This post was written in the run up for the publication of the Dutch translation of Hotel Arcadia. The Dutch and English editions are now available for pre-orders from the links above. I wrote this current post for Hebban.nl so you can read it in translation here. I had a quite an unusual childhood and it continues to impact my writing today, in terms of themes, styles and content. I hope the customary readers of the blog will find this post interesting. And perhaps new readers will get a little insight into my life and my writing.
A final memory. I am
five and the Tibetans are teaching me to remain still. They are soldiers and
monks so the lesson is two-fold, for physical survival and spiritual progress.
I protest that stillness is frustrating, difficult, may be even futile. They
tell me I can only master the enemy, the world, and myself when I learn to be
still. In my writing, and my life, I am
still trying.
One of my earliest
memories is of sitting near a bonfire, amidst mounds of snow, watching Tibetan
soldiers clean their weapons. Even now,
in my mind’s eye, I can see the eerie brightness that snow creates at night, the
orange-red licks of the flames, and the glint of metal against the olive green
of the uniforms.
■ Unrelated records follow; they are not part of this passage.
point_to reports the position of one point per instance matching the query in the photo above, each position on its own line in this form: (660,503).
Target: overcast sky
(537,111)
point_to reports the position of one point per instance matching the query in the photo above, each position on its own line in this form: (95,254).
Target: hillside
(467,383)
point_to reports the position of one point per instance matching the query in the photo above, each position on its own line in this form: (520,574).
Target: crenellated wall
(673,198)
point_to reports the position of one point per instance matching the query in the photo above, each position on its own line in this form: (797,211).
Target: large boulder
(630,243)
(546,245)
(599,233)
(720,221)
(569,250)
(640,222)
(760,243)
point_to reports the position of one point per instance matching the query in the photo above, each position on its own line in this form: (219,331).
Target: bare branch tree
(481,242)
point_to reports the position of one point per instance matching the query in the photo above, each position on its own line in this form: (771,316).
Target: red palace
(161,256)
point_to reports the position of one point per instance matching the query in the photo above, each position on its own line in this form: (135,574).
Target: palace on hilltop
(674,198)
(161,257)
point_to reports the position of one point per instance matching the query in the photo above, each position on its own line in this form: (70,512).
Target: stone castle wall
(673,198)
Over the fire, a massive petrol can had been repurposed for a
cauldron into which all leftovers were chucked, and its perpetual bubbling
yielded the most delicious ‘everything’ soup.
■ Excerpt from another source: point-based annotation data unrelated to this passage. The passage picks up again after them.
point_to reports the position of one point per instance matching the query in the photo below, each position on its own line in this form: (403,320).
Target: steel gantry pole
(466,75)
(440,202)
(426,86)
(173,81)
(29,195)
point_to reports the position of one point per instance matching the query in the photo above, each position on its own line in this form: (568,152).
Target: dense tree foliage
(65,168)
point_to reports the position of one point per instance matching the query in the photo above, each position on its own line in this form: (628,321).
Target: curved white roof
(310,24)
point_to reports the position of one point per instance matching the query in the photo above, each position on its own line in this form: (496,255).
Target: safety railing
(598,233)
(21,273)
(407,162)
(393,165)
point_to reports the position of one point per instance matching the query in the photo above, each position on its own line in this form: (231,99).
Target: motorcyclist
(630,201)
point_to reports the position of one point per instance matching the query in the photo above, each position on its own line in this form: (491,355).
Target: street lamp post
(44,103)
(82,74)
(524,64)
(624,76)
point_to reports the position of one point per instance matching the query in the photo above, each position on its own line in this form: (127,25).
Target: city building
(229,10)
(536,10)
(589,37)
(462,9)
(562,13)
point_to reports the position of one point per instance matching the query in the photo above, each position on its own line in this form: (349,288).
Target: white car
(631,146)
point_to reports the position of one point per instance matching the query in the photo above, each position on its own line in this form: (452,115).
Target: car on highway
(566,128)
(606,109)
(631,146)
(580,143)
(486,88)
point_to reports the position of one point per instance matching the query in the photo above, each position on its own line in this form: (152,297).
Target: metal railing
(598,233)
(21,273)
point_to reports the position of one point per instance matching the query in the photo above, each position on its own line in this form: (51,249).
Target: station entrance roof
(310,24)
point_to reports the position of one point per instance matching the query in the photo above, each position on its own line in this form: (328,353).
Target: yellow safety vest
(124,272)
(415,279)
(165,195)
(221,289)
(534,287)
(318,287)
And most of all, I remember the terror and sorrow, although I only
understood it as an adult.
The year was 1971, and
the soldiers were part of a specialised unit of the Indian army that my father
led. They were heading to war and many – and I have never stopped missing them
– never returned.
Another memory rises.
From later in the decade. Of a bamboo hut with dirt floors and a freshly dug
snake trench. At night, I would peer
through the green mesh that formed the walls, watching for the wolves and foxes
that came to forage in the garden. When
we came home from playing, my mother would make us stand beyond the snake
trench and empty out our pockets before letting us into the shack. With no
toyshop for miles, wildlife – often of the creepy-crawly kind – tended to be our
playthings.
Much has changed
since those early days of living in cantonment towns and remote border
posts. By the time I entered my teens,
my father had changed his job, albeit still within the Indian government.
Instead of isolated villages on the Indo-Tibetan border, we started moving to
places like Islamabad, New York, Windhoek.
Yet some things
remained the same as the family grew, and moved. My parents were always most
excited about travelling, exploring, learning, and these are loves they passed on
to me. I remember learning basic Swahili by candlelight with my father in that
bamboo shack because he was being prepared for a posting that never
materialised. And then doing the same in light of a storm lantern for Urdu, and
then in the brightness of an camel skin lam, and with greater difficulty, for Xhosa.
For many years now, I
have travelled on my own, although my parents get perhaps more excited about my
trips than me.
I used to think that
those early days had been left behind, that I had outgrown those early
memories. But increasingly my writing goes back to those impassive, kind faces
that I loved and lost as a child. I want to know those lives, if only in my
fiction, and learn about what they loved, wanted, feared. And I want to
understand where they found that silent, unending well of courage.